Pediste-me um poema. Escrevi um sobre ti. Foste a minha musa. Escrevi sobre as dores da tua vida, sobre o quanto me inspiravas e o quanto eras mais do que o que pensavas, ou que talvez pensasses, mas sem dar a mostrar. E agora percebo. Talvez não fosses tanto assim, afinal. Eu é que te via com grandiosidade, afinal.
Deixei de lado tanto que te queria dizer, ou escrever, que as palavras escritas não mentem tanto quanto as que podem mentir no calor do momento, quando faladas, olho no olho. Deixei por dizer quanto os meus dias eram vazios quando neles não estavas e do quanto me corroía por dentro, quando de ti nada sabia. Nem aqui eu percebi. Todos os sinais vermelhos ligados, bem sinalizados, e eu, na altura nem assim percebi.
Podia ter-te escrito sobre os sorrisos estúpidos com que me deixavas no rosto no caminho de volta pra casa, ou até sobre como os teus abraços eram os melhores do mundo. Tinhas os braços grandes e quando me abraçavas, sentia-me a abraçar o mundo. Sentia carinho. Sentia-me amada. Como eras perito em me confundir e baralhar. Perito em equilibrar.
Podia ter escrito como te olhava de soslaio quando estavas distraído, apenas para te pode olhar sem timidez, sem que percebesses. Ou então, podia ter escrito sobre como o meu coração acelerava quando sorrias para mim ou simplesmente quando me beijavas a mão. Porque às vezes fazias questão de me pôr o travão. O tal do equilíbrio.
Podia ter-te escrito sobre tanto e tanta coisa, que me limitei, na altura a descreve-te, com os meus olhos de amor. Peguei na caneta, olhei para o papel e deixei de parte o que sintia por ti e o que sentia durante as tuas ausências. E como eram duras as tuas ausências... Nunca te contei que os silêncios contigo não me incomodavam e muito menos do quanto me confortavas mesmo sem dares conta. Como sempre me contentei com tão pouco...

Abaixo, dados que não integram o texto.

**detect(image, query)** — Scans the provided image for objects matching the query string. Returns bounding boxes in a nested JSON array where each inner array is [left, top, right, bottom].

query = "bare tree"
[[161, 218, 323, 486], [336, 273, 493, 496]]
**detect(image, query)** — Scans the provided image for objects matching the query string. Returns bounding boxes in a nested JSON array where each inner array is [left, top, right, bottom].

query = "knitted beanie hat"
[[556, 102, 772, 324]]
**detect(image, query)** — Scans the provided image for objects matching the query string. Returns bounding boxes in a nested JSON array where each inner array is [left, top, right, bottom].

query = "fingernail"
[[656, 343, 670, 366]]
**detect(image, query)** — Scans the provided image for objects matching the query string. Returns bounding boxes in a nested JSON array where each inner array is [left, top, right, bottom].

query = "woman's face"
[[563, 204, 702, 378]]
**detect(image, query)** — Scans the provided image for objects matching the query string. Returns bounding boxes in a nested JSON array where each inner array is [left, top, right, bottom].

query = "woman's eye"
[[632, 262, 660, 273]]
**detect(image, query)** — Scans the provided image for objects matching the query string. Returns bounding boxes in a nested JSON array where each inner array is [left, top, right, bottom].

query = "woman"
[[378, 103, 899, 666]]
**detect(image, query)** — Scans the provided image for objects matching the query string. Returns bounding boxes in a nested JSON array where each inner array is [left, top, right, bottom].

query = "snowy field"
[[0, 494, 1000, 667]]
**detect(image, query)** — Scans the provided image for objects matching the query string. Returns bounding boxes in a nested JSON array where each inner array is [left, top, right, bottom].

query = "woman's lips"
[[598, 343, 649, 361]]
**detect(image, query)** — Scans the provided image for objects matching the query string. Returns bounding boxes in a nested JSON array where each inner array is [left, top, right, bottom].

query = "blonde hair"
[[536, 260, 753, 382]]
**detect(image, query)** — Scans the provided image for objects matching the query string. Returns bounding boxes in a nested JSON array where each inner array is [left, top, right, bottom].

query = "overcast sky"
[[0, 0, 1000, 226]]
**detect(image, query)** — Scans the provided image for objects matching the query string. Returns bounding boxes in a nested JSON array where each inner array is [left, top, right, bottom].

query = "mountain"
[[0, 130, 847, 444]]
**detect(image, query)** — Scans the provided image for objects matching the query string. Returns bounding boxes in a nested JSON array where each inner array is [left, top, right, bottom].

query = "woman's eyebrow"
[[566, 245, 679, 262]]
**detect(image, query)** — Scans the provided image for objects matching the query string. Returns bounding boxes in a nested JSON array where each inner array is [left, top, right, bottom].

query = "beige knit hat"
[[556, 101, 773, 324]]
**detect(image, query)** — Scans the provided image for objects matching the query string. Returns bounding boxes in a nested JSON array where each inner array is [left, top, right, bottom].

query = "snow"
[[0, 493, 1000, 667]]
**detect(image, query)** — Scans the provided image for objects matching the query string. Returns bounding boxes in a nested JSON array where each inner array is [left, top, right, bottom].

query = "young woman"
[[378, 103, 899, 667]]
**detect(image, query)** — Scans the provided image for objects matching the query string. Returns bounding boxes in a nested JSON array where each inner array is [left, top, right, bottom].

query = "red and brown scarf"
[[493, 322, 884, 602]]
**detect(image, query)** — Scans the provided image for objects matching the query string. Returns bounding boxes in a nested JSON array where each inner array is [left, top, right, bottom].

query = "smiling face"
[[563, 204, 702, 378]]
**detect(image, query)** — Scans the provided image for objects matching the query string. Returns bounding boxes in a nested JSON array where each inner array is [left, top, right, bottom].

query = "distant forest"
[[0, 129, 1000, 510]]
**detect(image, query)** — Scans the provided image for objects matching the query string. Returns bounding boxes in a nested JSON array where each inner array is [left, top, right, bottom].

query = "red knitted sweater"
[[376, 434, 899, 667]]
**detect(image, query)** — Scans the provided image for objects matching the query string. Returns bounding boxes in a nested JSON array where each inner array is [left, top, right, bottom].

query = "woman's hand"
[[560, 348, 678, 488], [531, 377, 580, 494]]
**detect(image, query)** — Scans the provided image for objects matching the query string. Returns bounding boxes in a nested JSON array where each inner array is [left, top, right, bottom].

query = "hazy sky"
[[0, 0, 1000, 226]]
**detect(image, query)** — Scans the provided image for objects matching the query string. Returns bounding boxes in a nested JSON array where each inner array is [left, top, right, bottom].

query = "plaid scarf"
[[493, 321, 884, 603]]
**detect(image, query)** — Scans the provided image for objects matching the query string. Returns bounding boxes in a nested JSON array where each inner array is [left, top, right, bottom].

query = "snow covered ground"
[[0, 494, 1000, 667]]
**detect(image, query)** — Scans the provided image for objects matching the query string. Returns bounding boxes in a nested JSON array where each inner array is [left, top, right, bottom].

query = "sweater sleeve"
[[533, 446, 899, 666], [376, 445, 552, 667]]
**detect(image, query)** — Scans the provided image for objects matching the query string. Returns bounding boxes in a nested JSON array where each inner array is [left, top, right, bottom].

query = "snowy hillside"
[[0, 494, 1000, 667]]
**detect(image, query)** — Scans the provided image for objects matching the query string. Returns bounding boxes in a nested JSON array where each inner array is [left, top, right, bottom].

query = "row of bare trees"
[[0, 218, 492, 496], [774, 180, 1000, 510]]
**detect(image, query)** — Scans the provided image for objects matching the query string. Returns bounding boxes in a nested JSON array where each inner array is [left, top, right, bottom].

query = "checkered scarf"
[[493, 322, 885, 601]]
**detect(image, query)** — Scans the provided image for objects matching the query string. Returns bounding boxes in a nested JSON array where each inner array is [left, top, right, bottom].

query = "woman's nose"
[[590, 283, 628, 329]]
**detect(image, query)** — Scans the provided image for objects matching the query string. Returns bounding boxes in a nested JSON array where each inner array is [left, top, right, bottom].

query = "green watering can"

Deixei por contar as saudades dos nossos dias de verão, ou das noites junto ao rio. Deixei tanto e tanta coisa. Deixei tanto por dizer e tu deixas-te-me a mim. Ou terei sido eu que te deixei a ti? Lembro-me que aproveitei uma das tuas tão comuns ausências para me ausentar também. Deixei que o vazio fosse aumentando, apenas para ganhar espaço para algo melhor poder entrar.
Acabei por nunca te contar que doeu, doeu tanto, mas que há muito já não dói. Hoje passados estes anos percebo que a forma como eu te via, era só mesmo essa, a forma como eu te via, com olhos de amor. E a forma como eu te via era tão distorcida que nem percebi que nunca exististe como eu te vi. Inventei-te. Criei-te na minha cabeça e nos meus olhos à luz do que eu achava que precisava. E talvez precisasse de ti exatamente assim. Hoje percebo que nunca foi equilibrio. Foi luta. As migalhas que me davas, davas com esforço. Ambos sabemos que precisavas de mim. As migalhas que davas, davas com tanto esforço que quando deixei o vazio e as ausências separar-nos que mal te deste conta e não lutaste. Não sabes como te estou grata por me teres deixado ir.
Hoje sei que o amor que tive por ti foi o espelho do amor que eu precisava ter por mim. A compaixão e empatia que tive por ti, foi para aprender a ter essa mesma compaixão e empatia por mim. Como é curiosa a vida. Pensei salvar-te, salvei-me a mim. Pensei que ia sofrer. Como é curiosa a vida. Hoje olho para trás e não sinto nada, só uma lembrança distante de quem eu era naquela altura. A demasiado boazinha e inocente. Hoje olho para trás e parece que outra pessoa viveu aquele ano contigo, não eu. Talvez pela necessidade do tal equilíbrio ainda guardo ternura, ainda que sem vontade de voltar atrás e ainda assim tenho a sensação de que se voltasse atrás faria tudo exatamente igual.
E talvez por isso, no fim, percebi: eu achava que sim, mas... Nunca precisei que ficasses.